当天晚上,陆述去了昌平王府。姬桓在正堂里看舆图,舆图上的红色小旗已经拔掉了,蓝色小旗插满了云中、朔方、河东三镇。他站在那里,背着手,从左看到右,从右看到左,像一尊雕像。
“殿下,”陆述走进去,“陛下加臣同中书门下平章事。”
姬桓转过身来,看着他,沉默了片刻,然后说了一句:“你当得起。”
陆述低下头,没有说话。
“陆述,”姬桓的声音很低,低到几乎被窗外的风声盖过,“你当了宰相,北疆的事,你还能管吗?”
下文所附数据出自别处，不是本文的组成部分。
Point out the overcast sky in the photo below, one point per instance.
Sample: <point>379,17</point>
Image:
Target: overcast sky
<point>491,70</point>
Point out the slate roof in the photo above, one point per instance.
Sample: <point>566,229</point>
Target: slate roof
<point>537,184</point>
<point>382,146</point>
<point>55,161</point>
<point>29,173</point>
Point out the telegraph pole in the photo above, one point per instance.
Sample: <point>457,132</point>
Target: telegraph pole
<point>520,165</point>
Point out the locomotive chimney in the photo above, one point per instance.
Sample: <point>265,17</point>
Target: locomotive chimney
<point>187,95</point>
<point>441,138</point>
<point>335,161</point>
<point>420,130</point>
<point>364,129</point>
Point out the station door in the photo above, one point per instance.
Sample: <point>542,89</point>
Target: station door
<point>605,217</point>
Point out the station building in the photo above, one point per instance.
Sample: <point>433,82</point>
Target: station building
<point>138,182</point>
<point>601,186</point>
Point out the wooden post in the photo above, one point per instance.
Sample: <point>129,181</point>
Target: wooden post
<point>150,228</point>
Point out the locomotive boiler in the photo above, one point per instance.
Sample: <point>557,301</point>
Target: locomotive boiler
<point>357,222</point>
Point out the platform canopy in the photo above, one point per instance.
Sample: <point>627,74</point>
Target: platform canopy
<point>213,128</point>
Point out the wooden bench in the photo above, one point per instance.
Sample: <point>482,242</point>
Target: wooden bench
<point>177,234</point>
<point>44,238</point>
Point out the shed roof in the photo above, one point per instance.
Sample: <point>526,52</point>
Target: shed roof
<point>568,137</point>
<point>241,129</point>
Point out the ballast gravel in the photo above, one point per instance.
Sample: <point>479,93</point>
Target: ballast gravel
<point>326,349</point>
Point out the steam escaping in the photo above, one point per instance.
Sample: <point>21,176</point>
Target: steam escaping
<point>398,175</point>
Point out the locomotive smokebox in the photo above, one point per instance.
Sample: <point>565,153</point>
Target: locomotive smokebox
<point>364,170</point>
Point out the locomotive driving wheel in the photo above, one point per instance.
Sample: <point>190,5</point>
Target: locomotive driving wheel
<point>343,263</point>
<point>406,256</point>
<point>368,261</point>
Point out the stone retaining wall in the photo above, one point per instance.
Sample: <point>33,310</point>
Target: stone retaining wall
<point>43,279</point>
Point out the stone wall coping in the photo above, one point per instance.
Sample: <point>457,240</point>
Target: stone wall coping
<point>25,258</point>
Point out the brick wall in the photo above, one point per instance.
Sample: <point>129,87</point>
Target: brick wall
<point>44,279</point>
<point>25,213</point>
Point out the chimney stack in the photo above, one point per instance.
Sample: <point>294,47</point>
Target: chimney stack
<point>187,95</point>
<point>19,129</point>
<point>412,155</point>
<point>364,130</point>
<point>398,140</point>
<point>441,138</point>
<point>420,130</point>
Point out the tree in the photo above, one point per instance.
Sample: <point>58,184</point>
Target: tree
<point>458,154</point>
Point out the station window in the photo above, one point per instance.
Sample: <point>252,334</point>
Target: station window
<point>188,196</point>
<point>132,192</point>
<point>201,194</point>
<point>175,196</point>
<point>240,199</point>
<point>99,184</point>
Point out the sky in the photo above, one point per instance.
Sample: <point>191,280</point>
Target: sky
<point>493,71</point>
陆述抬起头,看着他的眼睛。那双幽深的眼睛里没有怀疑,没有担忧,只有一个把自己的命交出去的人,在问接命的人:“你还接吗?”
“臣能。”陆述说,“臣当御史中丞的时候,管北疆的事。臣当宰相,还管北疆的事。臣在哪个位子上,都管北疆的事。因为北疆的事,是天下的事。天下的事,臣不能不管。”
姬桓盯着他看了几息,然后点了点头。
三月二十八,陆述在宰相的议事堂里开了第一次会。不是朝会,是宰相之间的内部会议。参会的人不多,几个宰相、几个副宰相,围着一张长桌坐着,每人面前摆着一叠文书和一盏茶。陆述坐在最末的位置,他是新来的,资历最浅,年纪最轻。
会议的内容是北疆战后的抚恤和重建。户部说钱不够,兵部说要先修城墙,工部说要先修道路,各说各的理,吵了一下午,什么都没定下来。陆述坐在末位,听着他们吵,没有插话。他是新来的,不该抢话,但他心里有数。
散会之后,陆述没有回御史台。他去了户部,找孙循,翻了一晚上的账册。户部的账册堆了满桌,他从头翻到尾,把北疆战后的抚恤、修城、屯田、练兵的开销算了一遍。算了三个时辰,算到半夜,算出了一个数字——六百万贯。加上之前的四百五十万贯,一共一千零五十万贯。一千零五十万贯,够北疆用一年。
第二天,陆述在宰相会议上把这个数字拍在了桌上。数字不是他编的,是户部的账册里一笔一笔算出来的。他想让这些人知道,北疆的事不是钱的问题,是想不想的问题。想管,钱就有;不想管,钱永远不够。
几个老宰相看着那份清单,脸色都不太好看。有人想说“钱不够”,有人想说“户部没钱”,有人想说“加税老百姓不答应”。但没有人敢说,因为数字在那里摆着,无可辩驳。沉默了很久,最后是太子——他也在会上——开口了:“就按这个办。”
当天晚上,陆述回到住处,点上灯,铺开纸。他写道:“三月二十八,臣初入政事堂。诸宰相议北疆抚恤事,莫衷一是。臣以户部账册为据,列清单六百万贯。太子曰:‘就按这个办。’臣知,此事非钱之难,乃心之难。有心,钱自来;无心,钱自去。”